When should I have bunion surgery, and what will happen if my bunions are not removed? (photo)Orthopaedic Surgery
Bunions are not life and death surgery. It really is a matter of how much discomfort and pain it is causing you, and how much deformity there is.
The deformity can be that of just the big toe, or sometimes it may affect the other toes as the bunion gets progressively worse.
Bunions usually progress with time, and it is a 3D deformity. The big toe usually starts pointing outwards, and this is coupled with a rotational deformity. The big toe will then start squeezing the second toe, and may start to either over-ride (it goes above the second toe), or under-rides (goes below the second toe).
No matter how severe the deformity, bunions can usually be corrected. But the point to note is, a mild to moderate deformity can be corrected via keyhole/ MIS surgery.

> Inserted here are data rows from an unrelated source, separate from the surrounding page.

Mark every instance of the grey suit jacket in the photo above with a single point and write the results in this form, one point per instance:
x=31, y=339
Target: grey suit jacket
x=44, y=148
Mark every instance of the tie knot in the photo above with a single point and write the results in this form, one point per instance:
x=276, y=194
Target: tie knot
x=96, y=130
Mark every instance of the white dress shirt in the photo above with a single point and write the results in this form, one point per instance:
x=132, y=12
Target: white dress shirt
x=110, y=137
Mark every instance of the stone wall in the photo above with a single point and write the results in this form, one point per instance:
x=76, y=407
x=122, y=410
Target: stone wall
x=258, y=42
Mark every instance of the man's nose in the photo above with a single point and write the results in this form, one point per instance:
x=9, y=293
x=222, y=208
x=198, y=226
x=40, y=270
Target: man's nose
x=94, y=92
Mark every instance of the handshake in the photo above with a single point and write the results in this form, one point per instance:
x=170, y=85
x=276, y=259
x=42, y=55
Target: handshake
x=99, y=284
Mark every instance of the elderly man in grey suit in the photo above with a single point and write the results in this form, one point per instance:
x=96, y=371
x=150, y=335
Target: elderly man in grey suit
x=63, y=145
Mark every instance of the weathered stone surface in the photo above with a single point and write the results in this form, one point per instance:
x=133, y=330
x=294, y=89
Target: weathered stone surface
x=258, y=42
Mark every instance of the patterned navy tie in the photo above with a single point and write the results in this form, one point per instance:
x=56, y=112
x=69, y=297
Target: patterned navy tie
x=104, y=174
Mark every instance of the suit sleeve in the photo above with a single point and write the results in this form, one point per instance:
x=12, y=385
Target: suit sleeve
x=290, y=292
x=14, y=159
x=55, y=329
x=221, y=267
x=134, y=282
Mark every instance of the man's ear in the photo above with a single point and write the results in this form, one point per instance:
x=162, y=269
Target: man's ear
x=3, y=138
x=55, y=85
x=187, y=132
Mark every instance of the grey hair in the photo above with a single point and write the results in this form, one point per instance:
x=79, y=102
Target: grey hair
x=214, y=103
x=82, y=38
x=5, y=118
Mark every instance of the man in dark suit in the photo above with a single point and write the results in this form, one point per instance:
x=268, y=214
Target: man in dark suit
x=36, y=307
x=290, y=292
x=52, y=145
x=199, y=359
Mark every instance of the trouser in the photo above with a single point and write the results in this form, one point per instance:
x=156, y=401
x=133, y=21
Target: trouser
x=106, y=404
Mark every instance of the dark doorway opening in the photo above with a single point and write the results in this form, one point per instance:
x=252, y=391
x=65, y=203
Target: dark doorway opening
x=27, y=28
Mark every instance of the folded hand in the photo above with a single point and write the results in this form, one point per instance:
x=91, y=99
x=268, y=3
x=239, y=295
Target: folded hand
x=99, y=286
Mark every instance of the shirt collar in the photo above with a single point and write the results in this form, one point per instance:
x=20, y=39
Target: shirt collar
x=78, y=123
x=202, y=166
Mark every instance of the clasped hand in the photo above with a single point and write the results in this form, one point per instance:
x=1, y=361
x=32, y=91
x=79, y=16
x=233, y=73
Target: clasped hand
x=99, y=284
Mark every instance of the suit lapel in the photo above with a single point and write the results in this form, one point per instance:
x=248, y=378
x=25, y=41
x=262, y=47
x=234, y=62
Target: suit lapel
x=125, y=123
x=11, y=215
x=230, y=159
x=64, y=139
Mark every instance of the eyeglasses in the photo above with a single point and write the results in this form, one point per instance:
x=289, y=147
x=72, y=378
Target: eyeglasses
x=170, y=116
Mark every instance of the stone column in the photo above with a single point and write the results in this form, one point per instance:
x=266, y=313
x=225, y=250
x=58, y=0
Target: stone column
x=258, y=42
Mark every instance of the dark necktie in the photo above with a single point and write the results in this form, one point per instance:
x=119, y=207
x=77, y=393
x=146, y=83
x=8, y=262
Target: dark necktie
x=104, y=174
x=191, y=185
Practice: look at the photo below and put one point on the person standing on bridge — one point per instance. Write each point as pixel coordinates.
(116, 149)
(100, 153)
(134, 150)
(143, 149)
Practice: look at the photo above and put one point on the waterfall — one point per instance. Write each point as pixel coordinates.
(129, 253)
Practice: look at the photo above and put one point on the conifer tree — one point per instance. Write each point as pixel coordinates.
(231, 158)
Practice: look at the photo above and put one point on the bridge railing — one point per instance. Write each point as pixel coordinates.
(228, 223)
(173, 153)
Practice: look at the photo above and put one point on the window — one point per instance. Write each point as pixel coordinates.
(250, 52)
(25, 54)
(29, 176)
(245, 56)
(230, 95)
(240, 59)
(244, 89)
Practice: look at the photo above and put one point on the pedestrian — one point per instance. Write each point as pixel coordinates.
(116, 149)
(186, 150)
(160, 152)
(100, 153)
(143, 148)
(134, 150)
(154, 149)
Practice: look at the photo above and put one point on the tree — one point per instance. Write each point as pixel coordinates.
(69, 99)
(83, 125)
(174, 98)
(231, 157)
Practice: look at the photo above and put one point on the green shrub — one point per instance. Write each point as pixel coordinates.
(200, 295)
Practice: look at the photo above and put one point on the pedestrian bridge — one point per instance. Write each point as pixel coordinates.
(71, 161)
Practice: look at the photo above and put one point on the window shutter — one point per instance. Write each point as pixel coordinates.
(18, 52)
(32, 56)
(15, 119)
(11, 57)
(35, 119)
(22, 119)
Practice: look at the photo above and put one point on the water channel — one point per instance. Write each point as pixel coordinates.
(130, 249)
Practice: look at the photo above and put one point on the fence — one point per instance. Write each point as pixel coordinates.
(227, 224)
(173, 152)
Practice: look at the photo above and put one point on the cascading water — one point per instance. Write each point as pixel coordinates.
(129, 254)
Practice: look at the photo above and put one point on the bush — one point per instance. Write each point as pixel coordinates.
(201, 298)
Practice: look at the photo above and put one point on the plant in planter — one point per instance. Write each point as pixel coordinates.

A severe deformity has to be done via an open method, and not ameanable to keyhole correction. If other toes start becoming affected, keyhole surgery will not be suitable as well. And it makes surgery longer and more tedious, as I would have to correct the other toes involved as well, in addition to the bunion. This increases surgery time and effort, increases the risks, increases the post-surgical pain and discomfort etc.
For older patients, delaying surgery would also mean increased risks of surgery and anaesthesia, as they are now older and hence, a corresponding increased risk. So looking at the big picture, there is really no reason to delay unnececessarily, if the bunion causes pain and the deformity is starting to progress.